Cet engrais – Walt Whitman
I
Quelque chose m’épouvante aux lieux où je me croyais le plus en sûreté,
Je m’écarte des bois silencieux que j’adorais,
Je ne veux plus maintenant m’en aller errer par les pâturages,
Je ne veux plus dépouiller mon corps de ses vêtements pour me rencontrer avec mon amante, la mer.
Je ne veux plus toucher de ma chair la terre, comme une autre chair qui me renouvelle.
Ô comment cela peut-il se faire que le sol lui-même ne soit pas écœuré ?
Comment pouvez-vous rester vivantes, pousses du printemps ?
Comment pouvez-vous donner la santé, sang des herbes, des racines, des vergers et des grains ?
Ne dépose-t-on pas en vous sans relâche des corps malsains ?
Tous les continents ne sont-ils pas en proie à la fermentation accumulée de ces morts aigris ?
Où t’es-tu débarrassée, ô terre, de ces cadavres ?

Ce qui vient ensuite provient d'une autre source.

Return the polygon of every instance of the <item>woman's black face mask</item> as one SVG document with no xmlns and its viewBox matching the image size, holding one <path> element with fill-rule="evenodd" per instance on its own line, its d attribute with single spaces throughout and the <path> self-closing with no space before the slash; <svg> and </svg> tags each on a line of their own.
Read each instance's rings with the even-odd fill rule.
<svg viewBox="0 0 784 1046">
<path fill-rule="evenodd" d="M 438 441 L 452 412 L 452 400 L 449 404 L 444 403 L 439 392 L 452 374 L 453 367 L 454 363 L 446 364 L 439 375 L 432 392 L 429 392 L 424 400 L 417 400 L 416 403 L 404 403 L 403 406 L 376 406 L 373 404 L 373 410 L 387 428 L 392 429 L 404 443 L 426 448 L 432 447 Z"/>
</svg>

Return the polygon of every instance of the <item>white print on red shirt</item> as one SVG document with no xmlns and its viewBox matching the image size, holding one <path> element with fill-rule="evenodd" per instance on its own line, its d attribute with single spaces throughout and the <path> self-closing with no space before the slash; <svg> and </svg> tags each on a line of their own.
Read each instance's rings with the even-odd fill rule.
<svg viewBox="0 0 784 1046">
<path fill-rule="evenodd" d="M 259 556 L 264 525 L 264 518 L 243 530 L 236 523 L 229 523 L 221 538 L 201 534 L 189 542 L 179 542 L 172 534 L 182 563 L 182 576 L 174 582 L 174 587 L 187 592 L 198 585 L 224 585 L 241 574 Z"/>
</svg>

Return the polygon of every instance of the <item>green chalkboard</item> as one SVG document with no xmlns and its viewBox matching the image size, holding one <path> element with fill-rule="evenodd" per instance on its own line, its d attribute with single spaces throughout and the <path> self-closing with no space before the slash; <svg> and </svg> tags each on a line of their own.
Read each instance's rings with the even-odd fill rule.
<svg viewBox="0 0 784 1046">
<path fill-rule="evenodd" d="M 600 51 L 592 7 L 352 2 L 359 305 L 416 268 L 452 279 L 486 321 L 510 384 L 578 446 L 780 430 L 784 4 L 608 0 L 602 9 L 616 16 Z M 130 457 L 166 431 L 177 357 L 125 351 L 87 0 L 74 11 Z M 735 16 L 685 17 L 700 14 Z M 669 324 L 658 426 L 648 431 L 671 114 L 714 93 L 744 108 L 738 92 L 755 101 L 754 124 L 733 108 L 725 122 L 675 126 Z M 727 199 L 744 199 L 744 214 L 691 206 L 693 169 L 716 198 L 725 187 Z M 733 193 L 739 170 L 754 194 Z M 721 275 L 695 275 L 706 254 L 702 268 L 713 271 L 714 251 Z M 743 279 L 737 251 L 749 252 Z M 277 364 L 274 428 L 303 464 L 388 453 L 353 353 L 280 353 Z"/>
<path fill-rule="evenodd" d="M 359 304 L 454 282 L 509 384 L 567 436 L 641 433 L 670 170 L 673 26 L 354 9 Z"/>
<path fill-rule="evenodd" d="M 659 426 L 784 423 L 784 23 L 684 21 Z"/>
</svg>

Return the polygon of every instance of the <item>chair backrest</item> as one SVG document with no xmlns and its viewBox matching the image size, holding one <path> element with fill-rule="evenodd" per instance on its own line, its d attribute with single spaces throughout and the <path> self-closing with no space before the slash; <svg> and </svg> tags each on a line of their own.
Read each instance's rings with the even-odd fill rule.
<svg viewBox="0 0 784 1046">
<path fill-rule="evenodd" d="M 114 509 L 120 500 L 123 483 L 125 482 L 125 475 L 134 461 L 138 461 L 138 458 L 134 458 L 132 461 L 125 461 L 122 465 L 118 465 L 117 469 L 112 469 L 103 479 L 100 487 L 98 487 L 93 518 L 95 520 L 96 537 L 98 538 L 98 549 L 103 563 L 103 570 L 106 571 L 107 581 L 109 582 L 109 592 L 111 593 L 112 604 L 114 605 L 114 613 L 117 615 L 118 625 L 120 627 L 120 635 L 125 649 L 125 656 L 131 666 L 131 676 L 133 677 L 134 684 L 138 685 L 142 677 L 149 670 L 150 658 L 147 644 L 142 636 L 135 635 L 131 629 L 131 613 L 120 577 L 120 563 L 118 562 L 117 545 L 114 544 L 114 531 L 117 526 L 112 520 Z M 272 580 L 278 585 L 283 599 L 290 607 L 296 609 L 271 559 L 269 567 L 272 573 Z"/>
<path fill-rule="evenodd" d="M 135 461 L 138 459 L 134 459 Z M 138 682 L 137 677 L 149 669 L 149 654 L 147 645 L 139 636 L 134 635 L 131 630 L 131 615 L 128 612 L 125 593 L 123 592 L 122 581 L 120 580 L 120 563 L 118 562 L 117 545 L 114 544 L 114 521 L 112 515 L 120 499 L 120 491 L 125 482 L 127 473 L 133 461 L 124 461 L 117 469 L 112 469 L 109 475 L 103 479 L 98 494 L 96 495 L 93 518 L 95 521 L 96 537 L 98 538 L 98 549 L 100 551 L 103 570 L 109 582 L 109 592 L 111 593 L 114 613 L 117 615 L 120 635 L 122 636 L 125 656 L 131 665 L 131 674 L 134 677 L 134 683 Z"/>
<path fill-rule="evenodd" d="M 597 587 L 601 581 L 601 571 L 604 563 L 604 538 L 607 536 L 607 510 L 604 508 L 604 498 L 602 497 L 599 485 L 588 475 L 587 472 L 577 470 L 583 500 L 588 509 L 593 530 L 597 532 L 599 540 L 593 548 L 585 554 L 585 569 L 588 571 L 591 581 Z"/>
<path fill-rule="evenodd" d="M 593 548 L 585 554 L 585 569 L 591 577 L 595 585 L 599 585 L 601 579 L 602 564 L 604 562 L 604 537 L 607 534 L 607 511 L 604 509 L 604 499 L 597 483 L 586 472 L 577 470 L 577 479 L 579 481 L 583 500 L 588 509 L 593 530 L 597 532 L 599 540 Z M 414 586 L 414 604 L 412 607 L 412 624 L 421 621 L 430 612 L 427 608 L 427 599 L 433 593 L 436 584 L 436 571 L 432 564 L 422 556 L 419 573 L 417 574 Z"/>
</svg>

De ces ivrognes et de ces goinfres de tant de générations ?
Où as-tu détourné tout ce liquide et toute cette carne ignobles ?
Je n’en vois aucune trace sur toi aujourd’hui, mais peut-être suis-je induit en erreur,
Je creuserai un sillon avec ma charrue, j’enfoncerai ma bêche dans la glèbe et la retournerai sens dessus dessous.
Je suis sûr que je mettrai à découvert quelque quartier de cette viande putride.
II
Regardez cet engrais ! Regardez-le bien !
Chaque petit grain qui le compose a peut-être fait partie naguère d’un individu malade — cependant regardez !
L’herbe du printemps couvre les prairies,
Le haricot soulève et perce sans bruit le terreau du jardin,
La tige délicate de l’oignon pointe en l’air,
Les bourgeons des pommiers se montrent en bouquets sur les branches,
Le blé resurgi dresse un visage pâle hors de ses tombes.
Sur le saule et sur le mûrier les teintes s’éveillent.
Les oiseaux chantent matin et soir autour des femelles blotties sur leur nid,
Les petites volailles se font jour à travers les œufs éclos,
Les jeunes des animaux naissent, le veau sort de la vache, le poulain de la jument.
Hors de sa petite butte lèvent les feuilles vert foncé de la pomme de terre,
Hors de son monticule lève la tige jaune du maïs, les lilas fleurissent au seuil des demeures.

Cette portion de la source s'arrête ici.